Interestingly, the governor of the polis, according to al-Fārābī, should be the one with the greatest imaginative faculty and an ultimate connection to the active intellect. In other words, al-Fārābī envisions the prophet as the best exemplar of the leader of the polis. To our modern mindset, that seems a very dangerous definition. A state that is governed by the verdicts of a self-proclaimed divine authority runs the risk of arbitrary rule and violence. However, we might also read the prophet as the one, who can imagine different possibilities that make the world a better place. Indeed, if we revise al-Fārābī’s system, we may imagine a prophetic community, instead of a prophetic individual, making decisions for the polis. This kind of community avoids the risks of arbitrary dictatorship of the ‘righteous’ by binding itself to the democratic vote (a risk of which al-Fārābī was ignorant); but, at the same time, it is not bound by a normative politics that dictates its own verdicts on the good on to what extent it tolerates diversity. Only by the power of imagination can a critique of this kind of normative politics appear.

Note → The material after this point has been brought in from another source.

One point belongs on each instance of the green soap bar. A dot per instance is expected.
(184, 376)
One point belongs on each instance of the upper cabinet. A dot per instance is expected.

The way that someone like al-Fārābī describes it, the prophet (the one with the highest power of imagination) does not have to be the head of the polis. The prophetic can be a recurring experience of the exilic. After all, “no prophet is accepted in his own hometown” (Luke 4:24). In exile, the one with the highest power of imagination can find ways to cope, to ward off evil, and to take care of the other. Ahmad and Chava, each their own way, put this power into good use to survive all that may befall them, for example when Chava is initiated into city life by Rabbi Meyer (chapter 3) and when Ahmad learns the details of the Arab community in the neighborhood in the coffeehouse (chapter 5), to know about the problems to which Chava’s colleague at the bakery, Anna, runs with her secret pregnancy (chapter 18), take care of Anna in wrong or right ways (chapter 18), to subdue Yehuda Schaalman/Walid ibn Malik, who had created the golem and bound the jinni in the first place (chapter 29). This does not mean that Ahmad or Chava do not have their own faults or difficulties; Chava even goes so far as to get married simply because she thinks that she cannot manage herself (chapter 19). Ahmad does not think twice before passionately deciding something, even to the point of seducing a rich girl in her balcony (chapter 7). They are not superhuman. They only enjoy a higher imaginative faculty. That is precisely why they can open up spaces for freedom beyond normative politics.